When baccatin III (100 μM), a taxol analogue which has little effect on microtubules, was used instead of taxol (mean treatment time: 3.9±0.6 h, n=9), the mean current density of IBa (5.3±0.4 pA·pF−1; mean cell capacitance: 36.7±1.9 pF, n=9) was comparable to that in control cells.

These results suggest that polymerization of microtubule cytoskeleton may decrease the activity of voltage-gated Ca2+ channels.

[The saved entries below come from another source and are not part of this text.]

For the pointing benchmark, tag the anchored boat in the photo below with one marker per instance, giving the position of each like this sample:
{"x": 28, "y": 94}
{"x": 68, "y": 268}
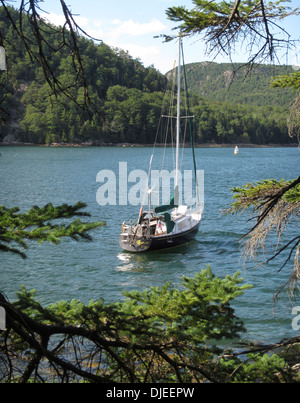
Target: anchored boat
{"x": 170, "y": 224}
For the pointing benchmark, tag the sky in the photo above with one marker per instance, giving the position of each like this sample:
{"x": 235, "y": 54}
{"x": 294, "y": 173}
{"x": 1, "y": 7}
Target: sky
{"x": 132, "y": 24}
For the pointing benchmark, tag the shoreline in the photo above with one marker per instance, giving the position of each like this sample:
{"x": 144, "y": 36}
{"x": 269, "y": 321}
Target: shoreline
{"x": 134, "y": 145}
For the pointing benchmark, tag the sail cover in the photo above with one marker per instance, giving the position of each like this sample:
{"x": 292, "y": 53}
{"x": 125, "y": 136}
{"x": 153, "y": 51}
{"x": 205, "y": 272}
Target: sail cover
{"x": 172, "y": 204}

Effects of colchicine and taxol on current (I)-voltage (V) relationships and the inactivation of voltage-gated Ca2+ channel current

IBa was elicited by depolarizing pulses from the holding potential of −80 mV to various membrane potentials ranging between −70 and 80 mV in 10 mV increments. In colchicine-treated cells, the amplitude of IBa increased over a range of membrane potentials from −20 to 10 mV (Figure 1A and B). As shown in Figure 1D, peak potential in the I-V curve in colchicine (100 μM)-treated cells was shifted by some 10 mV in the negative direction without changing the apparent reversal potential of IBa (around 60 mV). Such effects on IBa were not observed in lumicolchicine (100 μM)-treated cells (data not shown). In taxol (100 μM)-treated cells, the current density of IBa was reduced by the same extent over a wide range of membrane potentials (Figure 1D), indicating that the inhibitory effect of taxol on IBa was voltage-independent.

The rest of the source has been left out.